Hmm. The planning system might restrict the use of land, but local plans should plan to meet objectively assessed housing need so land for development should not be scarce. Similarly, the local plan system provides all the power a community could possibly want to ensure that homes are built in the places it wants.
 
"Decisions about how and where new homes should be built should be taken locally by local authorities and their communities with the tools, flexibilities and devolution of funding needed, but on the basis of clear commitments that housing need will be met."
 
Well that sounds nice. Who could possibly object to that? Let us not forgot though what happened when housing targets in the RSS' were scraped and when regional planning was replaced by a 'duty-to-cooperate' (DtC)? This happened. As the report recognises, only 190 of 336 (57%) LPAs have adopted plans in place and though the reasons for this will be different in each case, I would wager that when are boiled down many of those reasons will actually be the same: an absence of political will. 
 
The deadline for the submission of a plan (2016), the requirement for a 'Strategic Housing Market Plan', the 'Right to Grow', and the simplified two-stage local plan making process all skirt around the fundamental problem, which is that the higher-than-local planning does not sit comfortably alongside the clamour to devole power to the lowest possible level.
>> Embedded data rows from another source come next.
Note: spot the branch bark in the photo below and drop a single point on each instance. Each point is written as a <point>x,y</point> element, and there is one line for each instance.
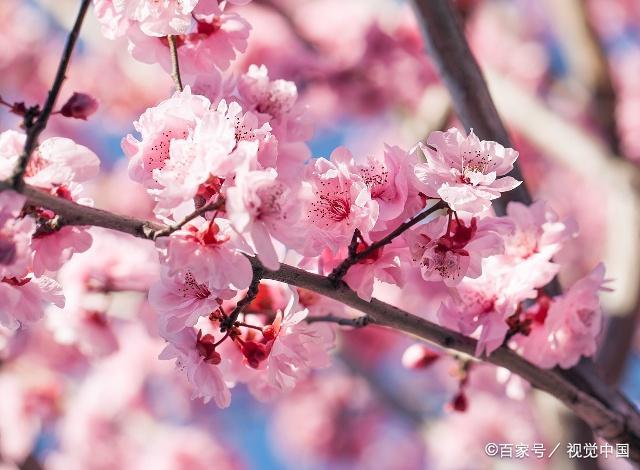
<point>35,129</point>
<point>447,46</point>
<point>175,63</point>
<point>604,409</point>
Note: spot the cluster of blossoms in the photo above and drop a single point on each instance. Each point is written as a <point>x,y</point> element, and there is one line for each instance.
<point>228,168</point>
<point>208,36</point>
<point>31,243</point>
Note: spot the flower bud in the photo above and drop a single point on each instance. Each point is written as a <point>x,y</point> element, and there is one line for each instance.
<point>79,106</point>
<point>418,356</point>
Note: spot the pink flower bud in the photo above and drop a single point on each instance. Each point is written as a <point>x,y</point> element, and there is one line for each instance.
<point>79,106</point>
<point>418,356</point>
<point>7,251</point>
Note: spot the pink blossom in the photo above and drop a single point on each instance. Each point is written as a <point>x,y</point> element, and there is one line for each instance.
<point>297,347</point>
<point>23,300</point>
<point>60,162</point>
<point>210,45</point>
<point>276,101</point>
<point>463,170</point>
<point>339,204</point>
<point>155,18</point>
<point>449,250</point>
<point>210,251</point>
<point>484,304</point>
<point>388,181</point>
<point>79,106</point>
<point>15,235</point>
<point>57,165</point>
<point>262,206</point>
<point>206,378</point>
<point>172,119</point>
<point>567,327</point>
<point>538,231</point>
<point>273,98</point>
<point>56,162</point>
<point>383,265</point>
<point>52,250</point>
<point>209,153</point>
<point>181,301</point>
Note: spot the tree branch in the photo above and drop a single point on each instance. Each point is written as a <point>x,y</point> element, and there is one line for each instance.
<point>169,229</point>
<point>606,411</point>
<point>359,322</point>
<point>460,72</point>
<point>175,63</point>
<point>34,129</point>
<point>355,257</point>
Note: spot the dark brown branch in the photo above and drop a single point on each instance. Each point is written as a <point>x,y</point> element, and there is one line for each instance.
<point>358,322</point>
<point>249,297</point>
<point>198,212</point>
<point>607,412</point>
<point>461,74</point>
<point>175,63</point>
<point>355,257</point>
<point>34,129</point>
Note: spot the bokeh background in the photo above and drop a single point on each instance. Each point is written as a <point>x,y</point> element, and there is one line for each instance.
<point>565,75</point>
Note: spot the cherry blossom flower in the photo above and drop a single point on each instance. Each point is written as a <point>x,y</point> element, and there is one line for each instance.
<point>276,102</point>
<point>153,18</point>
<point>15,236</point>
<point>538,231</point>
<point>385,264</point>
<point>262,206</point>
<point>58,165</point>
<point>565,328</point>
<point>209,250</point>
<point>212,43</point>
<point>340,203</point>
<point>293,348</point>
<point>23,300</point>
<point>181,302</point>
<point>388,180</point>
<point>172,119</point>
<point>484,304</point>
<point>79,106</point>
<point>463,170</point>
<point>190,352</point>
<point>450,250</point>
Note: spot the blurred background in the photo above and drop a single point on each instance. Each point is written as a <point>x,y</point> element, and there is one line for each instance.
<point>91,394</point>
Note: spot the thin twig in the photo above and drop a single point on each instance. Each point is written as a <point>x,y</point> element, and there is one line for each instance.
<point>168,230</point>
<point>358,322</point>
<point>252,293</point>
<point>175,63</point>
<point>605,409</point>
<point>355,257</point>
<point>34,129</point>
<point>460,72</point>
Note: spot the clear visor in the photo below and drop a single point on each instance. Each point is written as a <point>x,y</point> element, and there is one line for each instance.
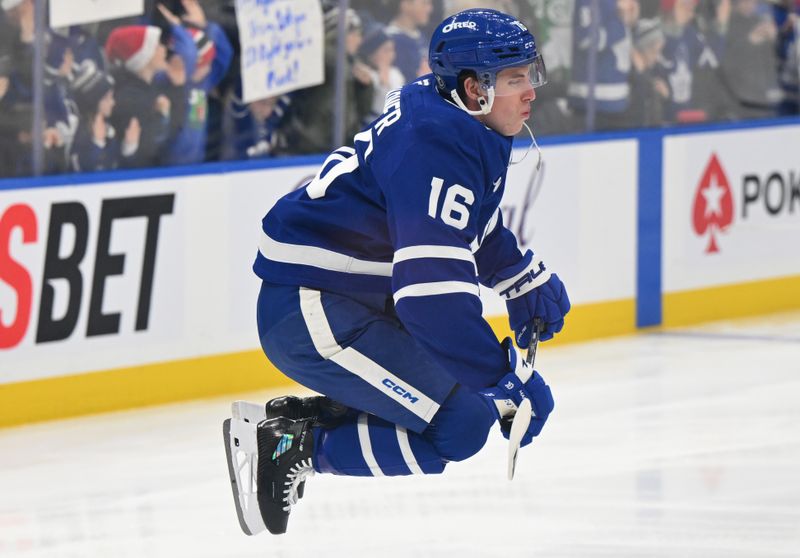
<point>519,79</point>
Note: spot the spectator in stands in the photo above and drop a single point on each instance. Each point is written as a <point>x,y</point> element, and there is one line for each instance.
<point>606,83</point>
<point>137,55</point>
<point>649,88</point>
<point>550,21</point>
<point>787,19</point>
<point>377,50</point>
<point>254,128</point>
<point>18,113</point>
<point>96,146</point>
<point>405,29</point>
<point>750,64</point>
<point>308,124</point>
<point>9,129</point>
<point>692,61</point>
<point>205,64</point>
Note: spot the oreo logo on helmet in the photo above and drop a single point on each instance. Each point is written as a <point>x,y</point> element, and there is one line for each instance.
<point>520,25</point>
<point>459,25</point>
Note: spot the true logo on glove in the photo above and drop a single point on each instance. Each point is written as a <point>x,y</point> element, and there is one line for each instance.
<point>528,277</point>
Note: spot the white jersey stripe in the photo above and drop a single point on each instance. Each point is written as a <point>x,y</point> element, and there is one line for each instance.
<point>436,288</point>
<point>359,364</point>
<point>320,257</point>
<point>366,445</point>
<point>317,187</point>
<point>317,324</point>
<point>405,449</point>
<point>423,251</point>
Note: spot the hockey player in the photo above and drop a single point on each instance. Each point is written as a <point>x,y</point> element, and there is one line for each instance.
<point>370,285</point>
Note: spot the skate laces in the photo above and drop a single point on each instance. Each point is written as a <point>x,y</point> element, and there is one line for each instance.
<point>299,472</point>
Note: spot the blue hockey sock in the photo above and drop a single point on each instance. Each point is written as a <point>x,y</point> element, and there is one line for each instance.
<point>365,445</point>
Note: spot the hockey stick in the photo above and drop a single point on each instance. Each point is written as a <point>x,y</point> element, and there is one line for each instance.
<point>522,418</point>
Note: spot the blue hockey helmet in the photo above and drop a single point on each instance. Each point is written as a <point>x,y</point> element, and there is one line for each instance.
<point>486,42</point>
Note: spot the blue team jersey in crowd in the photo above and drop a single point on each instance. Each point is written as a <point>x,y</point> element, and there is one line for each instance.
<point>410,211</point>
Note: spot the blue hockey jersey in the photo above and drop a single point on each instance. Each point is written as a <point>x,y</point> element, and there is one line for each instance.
<point>410,211</point>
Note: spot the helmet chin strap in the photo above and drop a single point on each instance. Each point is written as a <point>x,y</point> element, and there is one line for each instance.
<point>486,105</point>
<point>530,147</point>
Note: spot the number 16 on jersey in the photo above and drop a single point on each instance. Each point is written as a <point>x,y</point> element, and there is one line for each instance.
<point>454,210</point>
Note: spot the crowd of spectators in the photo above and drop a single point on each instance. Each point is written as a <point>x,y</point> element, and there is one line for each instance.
<point>164,88</point>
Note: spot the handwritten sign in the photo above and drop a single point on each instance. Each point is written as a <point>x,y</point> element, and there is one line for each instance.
<point>282,44</point>
<point>75,12</point>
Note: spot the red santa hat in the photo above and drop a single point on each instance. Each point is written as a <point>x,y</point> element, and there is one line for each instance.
<point>133,45</point>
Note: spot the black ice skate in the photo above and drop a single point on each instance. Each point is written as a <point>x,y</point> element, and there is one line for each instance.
<point>267,464</point>
<point>320,408</point>
<point>285,449</point>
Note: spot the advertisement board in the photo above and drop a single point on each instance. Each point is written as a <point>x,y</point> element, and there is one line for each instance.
<point>731,207</point>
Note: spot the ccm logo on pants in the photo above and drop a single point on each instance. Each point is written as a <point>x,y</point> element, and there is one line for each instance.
<point>399,390</point>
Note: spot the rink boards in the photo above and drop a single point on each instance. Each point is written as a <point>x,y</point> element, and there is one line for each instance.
<point>126,289</point>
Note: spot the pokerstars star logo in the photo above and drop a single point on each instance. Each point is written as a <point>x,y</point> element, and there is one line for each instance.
<point>713,204</point>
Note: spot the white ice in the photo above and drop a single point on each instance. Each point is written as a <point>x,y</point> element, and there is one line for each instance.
<point>683,443</point>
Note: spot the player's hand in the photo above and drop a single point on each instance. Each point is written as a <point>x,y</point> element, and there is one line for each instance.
<point>548,302</point>
<point>530,292</point>
<point>520,383</point>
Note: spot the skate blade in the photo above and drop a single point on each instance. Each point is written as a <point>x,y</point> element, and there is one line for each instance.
<point>242,455</point>
<point>248,411</point>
The Lyons remedy is, therefore, something of a fudge.
 
"Where there is a failure to cooperate across boundaries to meet needs in a housing market area, councils will be required to produce a joint strategic plan, with the Secretary of State having the ability to intervene and instruct the Planning Inspectorate to ensure that it happens. This will address the weaknesses in the current Duty to Cooperate and ensure that
 
NLP published a review of the NPPF's impact  earlier this year (here) and found evidence that cooperation with surrounding LPAs is becoming "an integral concern for many Inspectors’ reviews of Plans". Brandon Lewis told the Commons Select Committee examing the operation of the NPPF that ten local plans had failed the DtC so far. Why then wait for LPAs to fall out or to fail the DtC test? Why allow a plan, or more often than not more than one plan since it takes at least two to tango, to get all the way to examination before intervening. Why not a requirement to produce a joint strategic plan at the start of the process rather than the end? As the GMCA has already recognised, the higher-than-local nettle needs grasping. Others will no doubt follow, but we need more local plans and more planning permissions now. 

Interestingly, a recent YouGov poll has suggested that the public would actually support regional planning. Only 14% of 1,715 people surveyed thought that local councils should take decisions on the siting of new towns and major new housing projects. Will this be enough for the election strategists to reconsider their commitments to localism? That is perhaps a little optimistic, but it will hopefully provide food for thought. The Lyons Review states that  "the Government must provide long term political leadership by making housing a national priority", which sounds good, but including 'housing is a national priority' on an election pledge card is not leadership. Leadership would be to state that it is for the Government to approve the number of new homes within a particular authority, and for the authority and the communities within in to determine where they are built. That would not only be popular with planners, but it might just be popular with the public too.